Wir waren so schlecht im Fotografieren. Ich kann kaum sagen, wer wer ist. Wir sind alle nur Umrisse vor der aufgehenden Sonne. Schau: Da ist deine Mutter. Weißt du, was sie da gerade macht? Sie verzieht sich mit einer Rolle Klopapier in die Büsche. Wenn man campt, muss man draußen aufs Klo gehen. Ignorier die nächsten Fotos einfach. Wir wurden im Laufe des Abends ziemlich albern. Deshalb gibt es so viele schlechte Bilder von Daumen und abgeschnittenen Köpfen.
    Bis auf dieses hier. Wahnsinn, welch tolles Lächeln deine Mutter hatte!
    Grace fuhr mit dem Finger über die Nahaufnahme. Rachel war eine Frau mit Charisma gewesen, von intensiver Präsenz, und hier war sie, festgehalten auf Fotopapier, voller Lebensfreude. Wie war es nur möglich, dass Rachel nicht mehr auf dieser Welt war? Jo hatte es immer noch nicht begriffen.
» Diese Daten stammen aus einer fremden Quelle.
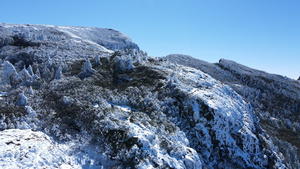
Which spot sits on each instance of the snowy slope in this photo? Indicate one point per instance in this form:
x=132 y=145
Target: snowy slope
x=276 y=99
x=94 y=108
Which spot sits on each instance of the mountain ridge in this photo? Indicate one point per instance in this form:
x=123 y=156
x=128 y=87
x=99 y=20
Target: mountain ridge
x=117 y=107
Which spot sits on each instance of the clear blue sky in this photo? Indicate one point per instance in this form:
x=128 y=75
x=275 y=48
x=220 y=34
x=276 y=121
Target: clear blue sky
x=262 y=34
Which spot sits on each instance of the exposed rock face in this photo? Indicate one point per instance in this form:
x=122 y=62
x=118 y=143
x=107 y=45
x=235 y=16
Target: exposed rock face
x=133 y=111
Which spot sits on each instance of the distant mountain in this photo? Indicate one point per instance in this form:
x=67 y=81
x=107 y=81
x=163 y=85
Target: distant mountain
x=276 y=99
x=78 y=97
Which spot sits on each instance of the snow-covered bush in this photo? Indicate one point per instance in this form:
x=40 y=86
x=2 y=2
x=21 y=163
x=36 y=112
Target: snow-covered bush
x=58 y=74
x=86 y=70
x=9 y=72
x=22 y=100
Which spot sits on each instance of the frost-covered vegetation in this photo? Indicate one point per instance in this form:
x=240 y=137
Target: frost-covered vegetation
x=93 y=99
x=275 y=99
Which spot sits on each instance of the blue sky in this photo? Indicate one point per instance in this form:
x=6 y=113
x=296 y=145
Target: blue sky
x=262 y=34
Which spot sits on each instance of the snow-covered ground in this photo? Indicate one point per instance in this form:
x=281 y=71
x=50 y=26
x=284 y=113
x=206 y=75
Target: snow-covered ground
x=129 y=110
x=31 y=149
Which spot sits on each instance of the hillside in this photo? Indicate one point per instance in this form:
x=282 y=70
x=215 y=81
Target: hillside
x=276 y=99
x=92 y=99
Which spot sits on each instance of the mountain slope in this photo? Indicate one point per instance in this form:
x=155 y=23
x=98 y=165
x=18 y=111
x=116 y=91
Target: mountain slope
x=121 y=109
x=276 y=99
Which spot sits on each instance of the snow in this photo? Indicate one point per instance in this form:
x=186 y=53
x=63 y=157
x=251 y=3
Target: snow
x=30 y=149
x=166 y=140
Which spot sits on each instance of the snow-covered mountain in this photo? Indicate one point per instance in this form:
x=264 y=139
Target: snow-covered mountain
x=77 y=97
x=276 y=100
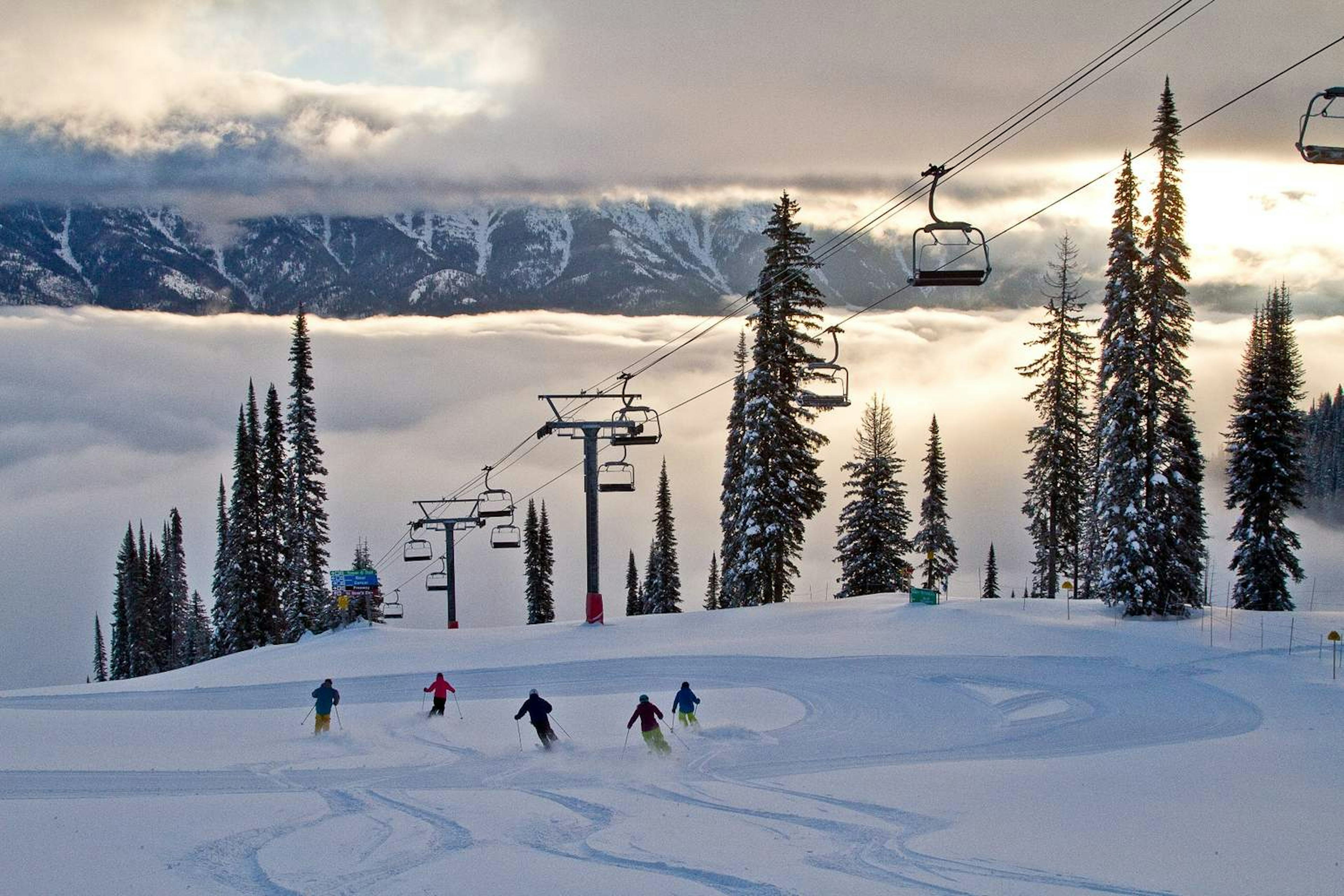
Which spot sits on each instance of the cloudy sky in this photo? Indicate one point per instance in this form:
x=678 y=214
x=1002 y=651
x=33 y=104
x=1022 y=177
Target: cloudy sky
x=230 y=109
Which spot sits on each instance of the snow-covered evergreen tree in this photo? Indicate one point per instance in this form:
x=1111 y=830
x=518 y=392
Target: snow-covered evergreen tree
x=198 y=640
x=546 y=543
x=272 y=511
x=100 y=652
x=1265 y=460
x=1059 y=475
x=128 y=565
x=1172 y=457
x=874 y=523
x=991 y=589
x=306 y=590
x=663 y=575
x=733 y=547
x=780 y=488
x=1126 y=565
x=221 y=583
x=713 y=589
x=933 y=542
x=634 y=598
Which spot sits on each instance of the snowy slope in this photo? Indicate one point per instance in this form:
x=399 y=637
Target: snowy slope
x=862 y=746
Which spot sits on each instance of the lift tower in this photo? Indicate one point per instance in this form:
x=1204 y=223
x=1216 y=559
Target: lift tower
x=630 y=425
x=451 y=526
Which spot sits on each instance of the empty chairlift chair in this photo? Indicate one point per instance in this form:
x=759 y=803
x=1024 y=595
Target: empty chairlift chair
x=506 y=537
x=948 y=253
x=417 y=551
x=494 y=503
x=616 y=476
x=1323 y=123
x=826 y=383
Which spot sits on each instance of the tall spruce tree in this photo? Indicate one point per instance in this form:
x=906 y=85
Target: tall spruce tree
x=198 y=640
x=100 y=652
x=732 y=546
x=304 y=592
x=634 y=598
x=991 y=589
x=663 y=575
x=1265 y=460
x=1126 y=572
x=1172 y=457
x=712 y=588
x=934 y=539
x=272 y=512
x=874 y=523
x=123 y=597
x=546 y=542
x=249 y=625
x=221 y=583
x=175 y=581
x=1059 y=475
x=780 y=488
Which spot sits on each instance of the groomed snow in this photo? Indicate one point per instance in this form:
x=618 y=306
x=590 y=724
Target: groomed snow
x=850 y=747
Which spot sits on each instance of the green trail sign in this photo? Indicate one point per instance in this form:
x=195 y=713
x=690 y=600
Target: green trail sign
x=924 y=596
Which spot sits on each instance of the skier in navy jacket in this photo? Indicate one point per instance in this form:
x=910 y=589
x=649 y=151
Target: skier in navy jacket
x=685 y=705
x=537 y=711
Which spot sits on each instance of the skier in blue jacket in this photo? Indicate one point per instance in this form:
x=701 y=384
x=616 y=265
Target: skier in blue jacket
x=685 y=705
x=326 y=698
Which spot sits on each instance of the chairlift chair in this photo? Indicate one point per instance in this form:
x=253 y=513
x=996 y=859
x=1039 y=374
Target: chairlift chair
x=494 y=503
x=417 y=551
x=616 y=476
x=826 y=383
x=952 y=253
x=506 y=537
x=1318 y=154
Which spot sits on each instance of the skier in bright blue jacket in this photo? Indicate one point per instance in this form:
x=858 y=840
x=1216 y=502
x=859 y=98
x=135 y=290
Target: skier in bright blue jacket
x=685 y=705
x=326 y=698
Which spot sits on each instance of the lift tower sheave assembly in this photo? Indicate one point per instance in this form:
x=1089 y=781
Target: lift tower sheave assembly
x=630 y=425
x=451 y=526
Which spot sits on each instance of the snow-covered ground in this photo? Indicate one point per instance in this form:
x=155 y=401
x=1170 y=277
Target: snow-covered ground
x=851 y=747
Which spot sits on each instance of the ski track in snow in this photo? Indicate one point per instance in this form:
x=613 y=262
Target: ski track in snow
x=858 y=713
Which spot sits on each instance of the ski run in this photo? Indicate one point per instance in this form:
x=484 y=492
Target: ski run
x=867 y=746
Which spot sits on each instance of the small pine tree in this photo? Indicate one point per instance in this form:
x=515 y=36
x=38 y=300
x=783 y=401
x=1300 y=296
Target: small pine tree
x=634 y=600
x=1265 y=460
x=100 y=652
x=712 y=589
x=934 y=537
x=874 y=523
x=991 y=589
x=663 y=577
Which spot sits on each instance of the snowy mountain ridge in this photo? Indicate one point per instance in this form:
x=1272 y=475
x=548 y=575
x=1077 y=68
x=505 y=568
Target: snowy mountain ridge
x=613 y=257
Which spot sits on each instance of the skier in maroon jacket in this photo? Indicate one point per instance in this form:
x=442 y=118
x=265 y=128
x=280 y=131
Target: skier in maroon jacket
x=648 y=716
x=440 y=690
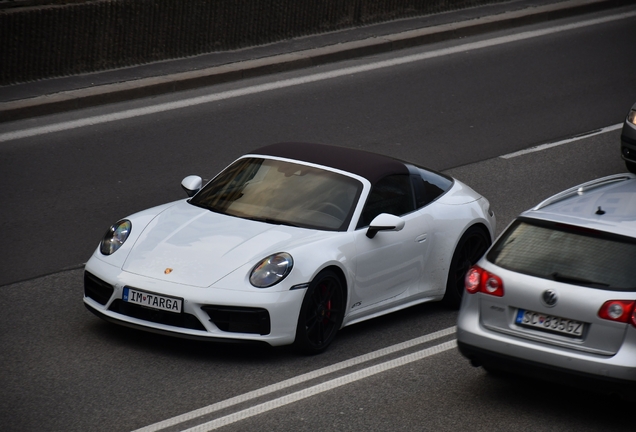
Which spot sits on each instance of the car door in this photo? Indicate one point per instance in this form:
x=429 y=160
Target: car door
x=391 y=262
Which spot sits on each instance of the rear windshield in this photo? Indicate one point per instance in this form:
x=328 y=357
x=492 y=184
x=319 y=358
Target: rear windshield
x=568 y=254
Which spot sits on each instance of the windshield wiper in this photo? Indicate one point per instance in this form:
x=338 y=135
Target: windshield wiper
x=573 y=279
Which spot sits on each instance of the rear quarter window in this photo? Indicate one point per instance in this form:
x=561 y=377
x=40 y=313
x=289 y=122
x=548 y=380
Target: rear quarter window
x=567 y=254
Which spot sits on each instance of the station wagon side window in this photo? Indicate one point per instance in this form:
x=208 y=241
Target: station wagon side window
x=392 y=194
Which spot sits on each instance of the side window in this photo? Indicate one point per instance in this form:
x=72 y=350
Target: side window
x=392 y=195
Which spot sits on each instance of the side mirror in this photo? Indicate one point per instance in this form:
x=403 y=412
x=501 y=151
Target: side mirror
x=191 y=184
x=385 y=222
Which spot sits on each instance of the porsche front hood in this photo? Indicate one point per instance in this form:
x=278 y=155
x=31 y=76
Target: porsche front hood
x=193 y=246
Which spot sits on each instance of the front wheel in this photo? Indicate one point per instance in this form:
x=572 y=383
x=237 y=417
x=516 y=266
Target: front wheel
x=321 y=313
x=470 y=248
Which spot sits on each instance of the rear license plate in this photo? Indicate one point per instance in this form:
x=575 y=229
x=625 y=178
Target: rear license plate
x=549 y=323
x=151 y=300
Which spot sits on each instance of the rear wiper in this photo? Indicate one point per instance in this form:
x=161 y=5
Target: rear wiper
x=573 y=279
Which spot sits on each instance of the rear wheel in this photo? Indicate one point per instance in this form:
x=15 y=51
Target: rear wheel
x=470 y=248
x=321 y=313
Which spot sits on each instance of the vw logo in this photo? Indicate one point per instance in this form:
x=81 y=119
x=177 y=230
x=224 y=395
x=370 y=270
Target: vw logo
x=549 y=297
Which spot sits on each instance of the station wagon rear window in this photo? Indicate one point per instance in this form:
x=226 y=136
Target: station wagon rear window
x=568 y=254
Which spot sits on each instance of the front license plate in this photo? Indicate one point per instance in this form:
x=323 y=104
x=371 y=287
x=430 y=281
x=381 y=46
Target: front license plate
x=549 y=322
x=151 y=300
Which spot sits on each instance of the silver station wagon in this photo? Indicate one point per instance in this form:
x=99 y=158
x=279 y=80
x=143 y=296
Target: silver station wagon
x=554 y=297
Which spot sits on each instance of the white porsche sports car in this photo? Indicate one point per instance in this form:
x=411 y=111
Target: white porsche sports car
x=289 y=244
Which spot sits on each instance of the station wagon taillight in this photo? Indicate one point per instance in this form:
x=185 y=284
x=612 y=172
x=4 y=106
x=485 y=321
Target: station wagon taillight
x=480 y=280
x=619 y=311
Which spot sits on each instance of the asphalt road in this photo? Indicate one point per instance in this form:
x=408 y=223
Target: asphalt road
x=64 y=369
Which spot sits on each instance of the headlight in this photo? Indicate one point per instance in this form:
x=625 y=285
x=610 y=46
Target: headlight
x=271 y=270
x=115 y=237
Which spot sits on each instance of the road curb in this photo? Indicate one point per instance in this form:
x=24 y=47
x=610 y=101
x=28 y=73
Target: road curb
x=153 y=86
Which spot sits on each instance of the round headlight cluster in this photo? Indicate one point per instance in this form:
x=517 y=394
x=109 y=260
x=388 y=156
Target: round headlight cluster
x=271 y=270
x=115 y=237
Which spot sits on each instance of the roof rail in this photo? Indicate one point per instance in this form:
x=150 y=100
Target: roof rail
x=584 y=187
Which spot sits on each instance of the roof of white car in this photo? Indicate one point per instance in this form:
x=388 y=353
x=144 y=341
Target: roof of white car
x=606 y=204
x=371 y=166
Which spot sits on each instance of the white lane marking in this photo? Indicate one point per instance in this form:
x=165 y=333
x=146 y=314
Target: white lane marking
x=122 y=115
x=555 y=144
x=296 y=380
x=321 y=388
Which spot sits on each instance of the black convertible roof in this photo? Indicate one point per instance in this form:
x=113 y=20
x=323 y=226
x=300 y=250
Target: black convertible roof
x=371 y=166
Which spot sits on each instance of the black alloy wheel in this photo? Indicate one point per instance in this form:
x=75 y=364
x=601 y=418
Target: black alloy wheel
x=321 y=313
x=470 y=249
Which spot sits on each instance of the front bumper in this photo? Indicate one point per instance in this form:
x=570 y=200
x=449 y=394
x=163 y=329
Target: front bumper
x=212 y=314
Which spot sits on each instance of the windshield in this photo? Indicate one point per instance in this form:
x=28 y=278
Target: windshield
x=568 y=254
x=281 y=192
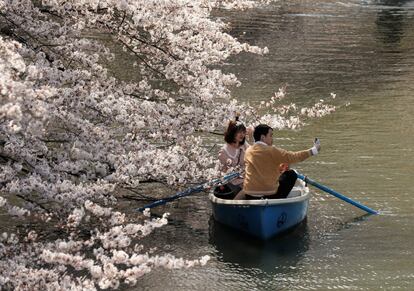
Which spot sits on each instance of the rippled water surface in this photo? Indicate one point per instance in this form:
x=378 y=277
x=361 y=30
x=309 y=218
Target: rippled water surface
x=363 y=51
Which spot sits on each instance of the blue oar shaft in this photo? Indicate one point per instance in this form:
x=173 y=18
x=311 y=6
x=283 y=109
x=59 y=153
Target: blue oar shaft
x=189 y=191
x=336 y=194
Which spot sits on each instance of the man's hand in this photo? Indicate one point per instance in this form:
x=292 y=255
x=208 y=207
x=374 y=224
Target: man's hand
x=316 y=147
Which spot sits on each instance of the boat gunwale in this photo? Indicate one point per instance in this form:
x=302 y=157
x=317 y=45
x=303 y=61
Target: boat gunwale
x=305 y=195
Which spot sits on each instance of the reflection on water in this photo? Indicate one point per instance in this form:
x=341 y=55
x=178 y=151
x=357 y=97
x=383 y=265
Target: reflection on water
x=245 y=252
x=390 y=21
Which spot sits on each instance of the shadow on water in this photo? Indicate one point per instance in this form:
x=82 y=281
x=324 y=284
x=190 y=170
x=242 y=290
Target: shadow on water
x=282 y=252
x=390 y=21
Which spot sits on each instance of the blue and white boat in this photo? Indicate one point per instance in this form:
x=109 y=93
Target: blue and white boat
x=263 y=218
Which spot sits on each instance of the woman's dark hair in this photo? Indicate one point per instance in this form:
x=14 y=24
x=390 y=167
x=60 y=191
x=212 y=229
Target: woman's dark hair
x=233 y=128
x=261 y=129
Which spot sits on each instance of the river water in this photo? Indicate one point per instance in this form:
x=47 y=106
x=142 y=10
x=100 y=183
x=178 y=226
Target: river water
x=363 y=51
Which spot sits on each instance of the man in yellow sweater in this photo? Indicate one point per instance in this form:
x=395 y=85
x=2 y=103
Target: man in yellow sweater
x=262 y=160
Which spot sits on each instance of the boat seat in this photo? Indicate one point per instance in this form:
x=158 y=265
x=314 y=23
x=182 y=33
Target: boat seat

Manchmal, wenn das Telefon klingelte, erwartete sie, Rachels Stimme zu hören, Rachel, die sie von irgendeinem exotischen Ort aus anrief … Plötzlich bemerkte sie, dass Grace über dem Fotoalbum erstarrt war, dass ihr kleiner rosa Finger unbeweglich auf dem Bild ruhte, und sie fragte sich, wie das kleine Mädchen mit dieser Lücke in seinem Leben fertig werden sollte, wenn sie selbst derart von dem Verlust der Freundin überwältigt wurde.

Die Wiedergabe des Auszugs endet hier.